Still, the potential risks have led some prominent scientists to argue that the TSA is unnecessarily endangering the public because it has an alternative — the millimeter-wave machine — which it also deems highly effective at finding explosives.
"Why would we want to put ourselves in this uncertain situation where potentially we're going to have some cancer cases?" David Brenner, director of Columbia University's Center for Radiological Research, told ProPublica last year. "It makes me think, really, why don't we use millimeter waves when we don't have so much uncertainty?"
Although there has been some doubt about the long-term safety of the type of radio frequency waves used in the millimeter-wave machines, scientists say that, in contrast to X-rays, such waves have no known mechanism to damage DNA and cause cancer.
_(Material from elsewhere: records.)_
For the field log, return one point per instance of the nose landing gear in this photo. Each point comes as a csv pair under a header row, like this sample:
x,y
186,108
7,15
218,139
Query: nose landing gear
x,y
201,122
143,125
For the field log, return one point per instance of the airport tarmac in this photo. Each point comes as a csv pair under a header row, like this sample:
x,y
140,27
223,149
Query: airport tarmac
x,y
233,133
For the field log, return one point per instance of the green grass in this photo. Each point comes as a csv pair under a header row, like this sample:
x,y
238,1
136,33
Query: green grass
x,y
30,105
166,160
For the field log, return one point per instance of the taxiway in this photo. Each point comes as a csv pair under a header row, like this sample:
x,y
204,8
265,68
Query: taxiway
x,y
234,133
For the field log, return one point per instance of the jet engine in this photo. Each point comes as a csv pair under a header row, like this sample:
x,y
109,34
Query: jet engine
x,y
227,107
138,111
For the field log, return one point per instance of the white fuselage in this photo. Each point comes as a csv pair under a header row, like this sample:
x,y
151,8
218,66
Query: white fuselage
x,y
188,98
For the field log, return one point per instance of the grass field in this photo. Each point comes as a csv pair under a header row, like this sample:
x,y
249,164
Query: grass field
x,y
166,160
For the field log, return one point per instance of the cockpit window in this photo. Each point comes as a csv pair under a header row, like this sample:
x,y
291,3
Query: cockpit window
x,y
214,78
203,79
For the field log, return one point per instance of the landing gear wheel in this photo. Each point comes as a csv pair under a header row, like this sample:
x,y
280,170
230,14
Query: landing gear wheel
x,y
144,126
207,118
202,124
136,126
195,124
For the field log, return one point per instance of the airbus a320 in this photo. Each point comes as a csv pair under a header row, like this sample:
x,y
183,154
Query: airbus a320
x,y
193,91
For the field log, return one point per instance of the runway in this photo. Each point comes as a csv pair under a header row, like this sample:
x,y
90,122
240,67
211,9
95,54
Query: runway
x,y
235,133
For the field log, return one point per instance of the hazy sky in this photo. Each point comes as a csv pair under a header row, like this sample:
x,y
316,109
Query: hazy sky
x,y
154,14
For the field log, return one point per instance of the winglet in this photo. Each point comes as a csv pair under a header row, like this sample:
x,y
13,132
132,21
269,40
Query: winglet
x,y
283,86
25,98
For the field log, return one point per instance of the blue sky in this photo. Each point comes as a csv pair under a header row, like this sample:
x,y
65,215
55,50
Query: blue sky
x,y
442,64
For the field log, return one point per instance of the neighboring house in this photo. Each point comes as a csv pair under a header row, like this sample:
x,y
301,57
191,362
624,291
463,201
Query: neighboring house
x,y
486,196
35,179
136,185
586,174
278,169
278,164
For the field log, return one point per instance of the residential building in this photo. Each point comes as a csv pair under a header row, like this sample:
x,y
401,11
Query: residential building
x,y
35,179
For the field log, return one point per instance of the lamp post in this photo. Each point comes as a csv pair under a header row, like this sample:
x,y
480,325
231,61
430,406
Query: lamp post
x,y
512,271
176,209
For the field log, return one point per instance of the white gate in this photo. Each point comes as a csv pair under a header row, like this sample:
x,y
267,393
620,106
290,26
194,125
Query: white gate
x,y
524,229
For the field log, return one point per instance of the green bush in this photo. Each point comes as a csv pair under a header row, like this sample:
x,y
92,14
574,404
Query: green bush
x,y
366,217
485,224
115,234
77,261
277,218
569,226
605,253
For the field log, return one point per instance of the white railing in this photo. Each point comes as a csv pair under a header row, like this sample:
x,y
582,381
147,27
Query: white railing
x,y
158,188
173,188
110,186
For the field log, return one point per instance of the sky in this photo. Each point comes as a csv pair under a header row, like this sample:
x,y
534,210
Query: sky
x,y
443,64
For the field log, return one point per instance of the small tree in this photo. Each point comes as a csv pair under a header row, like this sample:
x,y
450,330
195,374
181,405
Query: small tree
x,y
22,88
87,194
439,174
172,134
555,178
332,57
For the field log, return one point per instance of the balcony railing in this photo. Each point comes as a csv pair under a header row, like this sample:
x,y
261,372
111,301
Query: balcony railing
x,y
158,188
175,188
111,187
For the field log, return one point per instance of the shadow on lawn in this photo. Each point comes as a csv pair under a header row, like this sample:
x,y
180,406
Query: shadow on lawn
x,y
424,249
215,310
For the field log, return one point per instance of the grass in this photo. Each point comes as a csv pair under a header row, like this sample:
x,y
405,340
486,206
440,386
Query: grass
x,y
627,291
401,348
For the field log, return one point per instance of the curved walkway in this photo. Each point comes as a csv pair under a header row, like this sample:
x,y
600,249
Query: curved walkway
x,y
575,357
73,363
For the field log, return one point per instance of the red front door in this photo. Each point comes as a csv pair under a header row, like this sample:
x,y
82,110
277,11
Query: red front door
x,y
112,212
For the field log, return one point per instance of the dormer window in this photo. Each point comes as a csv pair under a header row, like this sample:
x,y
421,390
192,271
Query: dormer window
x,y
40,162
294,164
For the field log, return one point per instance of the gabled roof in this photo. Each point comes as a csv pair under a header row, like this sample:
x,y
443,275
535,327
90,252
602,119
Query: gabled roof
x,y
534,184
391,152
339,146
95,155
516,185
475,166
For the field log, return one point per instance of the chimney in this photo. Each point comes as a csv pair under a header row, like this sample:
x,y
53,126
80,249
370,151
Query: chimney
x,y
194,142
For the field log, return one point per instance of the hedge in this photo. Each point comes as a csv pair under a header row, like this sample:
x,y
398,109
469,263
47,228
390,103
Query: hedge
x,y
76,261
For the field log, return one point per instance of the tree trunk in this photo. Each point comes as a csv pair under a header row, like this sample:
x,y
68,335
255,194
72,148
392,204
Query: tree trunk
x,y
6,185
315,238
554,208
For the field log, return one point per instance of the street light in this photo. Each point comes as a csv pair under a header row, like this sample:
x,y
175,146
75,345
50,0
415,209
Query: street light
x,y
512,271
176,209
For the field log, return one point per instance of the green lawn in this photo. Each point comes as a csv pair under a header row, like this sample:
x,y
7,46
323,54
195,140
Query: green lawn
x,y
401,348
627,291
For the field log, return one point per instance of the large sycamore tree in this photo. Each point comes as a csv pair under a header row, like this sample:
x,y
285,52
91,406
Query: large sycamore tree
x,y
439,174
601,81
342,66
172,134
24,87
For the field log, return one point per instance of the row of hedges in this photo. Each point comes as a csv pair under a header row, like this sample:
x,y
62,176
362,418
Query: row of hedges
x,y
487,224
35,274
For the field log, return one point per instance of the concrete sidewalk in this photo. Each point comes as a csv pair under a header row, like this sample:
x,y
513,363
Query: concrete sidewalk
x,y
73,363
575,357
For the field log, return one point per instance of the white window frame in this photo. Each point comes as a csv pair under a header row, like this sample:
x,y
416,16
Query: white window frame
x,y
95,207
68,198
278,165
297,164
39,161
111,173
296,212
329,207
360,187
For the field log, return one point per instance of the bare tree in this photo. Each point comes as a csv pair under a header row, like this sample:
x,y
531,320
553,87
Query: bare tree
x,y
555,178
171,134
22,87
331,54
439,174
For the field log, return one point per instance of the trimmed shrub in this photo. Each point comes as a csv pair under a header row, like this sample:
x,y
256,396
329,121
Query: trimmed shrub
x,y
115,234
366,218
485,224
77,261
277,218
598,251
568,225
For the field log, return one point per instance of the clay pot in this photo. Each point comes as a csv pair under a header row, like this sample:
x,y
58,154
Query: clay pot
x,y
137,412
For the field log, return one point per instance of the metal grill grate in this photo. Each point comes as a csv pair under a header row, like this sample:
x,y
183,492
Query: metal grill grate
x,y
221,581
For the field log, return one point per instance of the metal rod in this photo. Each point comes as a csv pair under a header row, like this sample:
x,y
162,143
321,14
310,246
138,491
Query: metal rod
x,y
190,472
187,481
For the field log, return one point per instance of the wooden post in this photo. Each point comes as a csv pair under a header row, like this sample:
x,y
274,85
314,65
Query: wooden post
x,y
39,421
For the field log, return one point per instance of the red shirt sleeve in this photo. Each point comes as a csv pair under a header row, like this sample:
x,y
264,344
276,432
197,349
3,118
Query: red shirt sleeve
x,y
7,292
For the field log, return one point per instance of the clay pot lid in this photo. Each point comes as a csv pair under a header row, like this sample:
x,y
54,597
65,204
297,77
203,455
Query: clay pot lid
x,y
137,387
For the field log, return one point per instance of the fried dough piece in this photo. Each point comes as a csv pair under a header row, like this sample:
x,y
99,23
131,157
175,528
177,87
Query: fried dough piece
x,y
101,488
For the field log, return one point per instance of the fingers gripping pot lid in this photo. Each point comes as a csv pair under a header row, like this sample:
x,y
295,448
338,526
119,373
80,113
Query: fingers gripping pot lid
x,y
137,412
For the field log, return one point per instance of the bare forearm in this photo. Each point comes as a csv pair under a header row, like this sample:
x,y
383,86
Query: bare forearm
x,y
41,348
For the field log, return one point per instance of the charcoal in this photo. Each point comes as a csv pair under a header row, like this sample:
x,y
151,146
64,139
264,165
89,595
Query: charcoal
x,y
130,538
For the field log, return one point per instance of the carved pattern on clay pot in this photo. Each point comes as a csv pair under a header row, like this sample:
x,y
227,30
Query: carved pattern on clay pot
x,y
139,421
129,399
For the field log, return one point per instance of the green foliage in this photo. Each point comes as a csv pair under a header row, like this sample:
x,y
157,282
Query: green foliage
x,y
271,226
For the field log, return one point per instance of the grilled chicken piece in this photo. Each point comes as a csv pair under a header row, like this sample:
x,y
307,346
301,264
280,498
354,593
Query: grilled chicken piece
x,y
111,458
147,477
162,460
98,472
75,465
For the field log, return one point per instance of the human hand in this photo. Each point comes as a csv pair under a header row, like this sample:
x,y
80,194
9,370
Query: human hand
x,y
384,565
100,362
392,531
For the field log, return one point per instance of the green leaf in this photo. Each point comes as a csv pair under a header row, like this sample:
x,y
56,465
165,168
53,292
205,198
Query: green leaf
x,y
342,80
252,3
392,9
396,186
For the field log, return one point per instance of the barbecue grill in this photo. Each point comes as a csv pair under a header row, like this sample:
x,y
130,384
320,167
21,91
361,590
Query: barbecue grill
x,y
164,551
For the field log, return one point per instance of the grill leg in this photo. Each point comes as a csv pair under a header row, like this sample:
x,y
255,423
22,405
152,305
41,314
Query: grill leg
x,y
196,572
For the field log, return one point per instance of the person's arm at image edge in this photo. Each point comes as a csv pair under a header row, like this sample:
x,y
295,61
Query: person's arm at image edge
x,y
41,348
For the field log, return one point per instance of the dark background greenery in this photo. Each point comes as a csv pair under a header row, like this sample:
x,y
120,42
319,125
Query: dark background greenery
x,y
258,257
The TSA has said that having both technologies encourages competition, leading to better detection capabilities at a lower cost.
But tests in Europe and Australia suggest the millimeter-wave machines have some drawbacks. They were found to have a high false-alarm rate, ranging from 23 percent to 54 percent when figures have been released. Even common things such as folds in clothing and sweat have triggered the alarm.
In contrast, Manchester Airport officials told ProPublica that the false-alarm rate for the backscatter was less than 5 percent.
No study comparing the two machines' effectiveness has been released. The TSA says its own results are classified.
Each week, the agency reports on various knives, powdered drugs and even an explosives detonator used for training that have been found by the body scanners.
But Department of Homeland Security investigators reported last year that they had "identified vulnerabilities" with both types of machines. And House transportation committee chairman John Mica, R-Fla., who has seen the results, has called the scanners "badly flawed."